En un estudio lleno de luces y cámaras, Lucero y Manuel Mijares se reencontraron frente al público del programa Juego de Voces. La música comenzó a sonar, una melodía vibrante que invitaba al movimiento. Lucero, con esa chispa que siempre la caracterizó, dio un paso al frente y empezó a bailar con una energía que iluminó el escenario. Sus movimientos eran libres, llenos de vida, como si el tiempo no hubiera pasado desde aquellos días en que cantaban juntos en los escenarios más grandes de México.

Manuel, sentado en su silla de juez, no pudo evitar que sus ojos se llenaran de asombro y ternura. Cada giro de Lucero era un recordatorio de los años compartidos, de las noches de risas y canciones. Mientras ella bailaba, Manuel sintió que el mundo se detenía. No era solo la destreza de sus pasos, sino la forma en que ella seguía siendo su musa, su compañera de vida. Recordó la primera vez que la vio bailar, en un pequeño evento benéfico, cuando apenas comenzaban su historia de amor.

Aquella noche, bajo las estrellas, prometieron que siempre encontrarían la manera de sorprenderse mutuamente. Y ahí estaba ella, años después, haciéndolo sonreír como si fuera la primera vez. El público aplaudió, pero para Manuel, el aplauso era solo un eco lejano. Se levantó, olvidando las cámaras, y se acercó a ella. Tomó su mano con suavidad y, sin decir una palabra, la hizo girar una vez más, como en los viejos tiempos. Lucero rió, su risa llenando el corazón de Manuel.

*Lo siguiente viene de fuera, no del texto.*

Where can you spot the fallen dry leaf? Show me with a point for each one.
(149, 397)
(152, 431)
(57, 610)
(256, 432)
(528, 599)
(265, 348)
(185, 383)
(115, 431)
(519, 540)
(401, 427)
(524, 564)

En ese momento, no eran solo Lucero y Mijares, los íconos de la música; eran dos almas que, a pesar del paso del tiempo, seguían conectadas por un amor que no necesitaba palabras.Cuando el programa terminó, se escaparon juntos a un rincón del estudio. Bajo la tenue luz de un foco olvidado, Manuel susurró: «Sigues siendo mi mejor sorpresa». Lucero, con los ojos brillantes, respondió: «Y tú, mi mejor canción». Esa noche, mientras la ciudad dormía, ellos bailaron en silencio, sabiendo que su amor era el ritmo que nunca se detendría.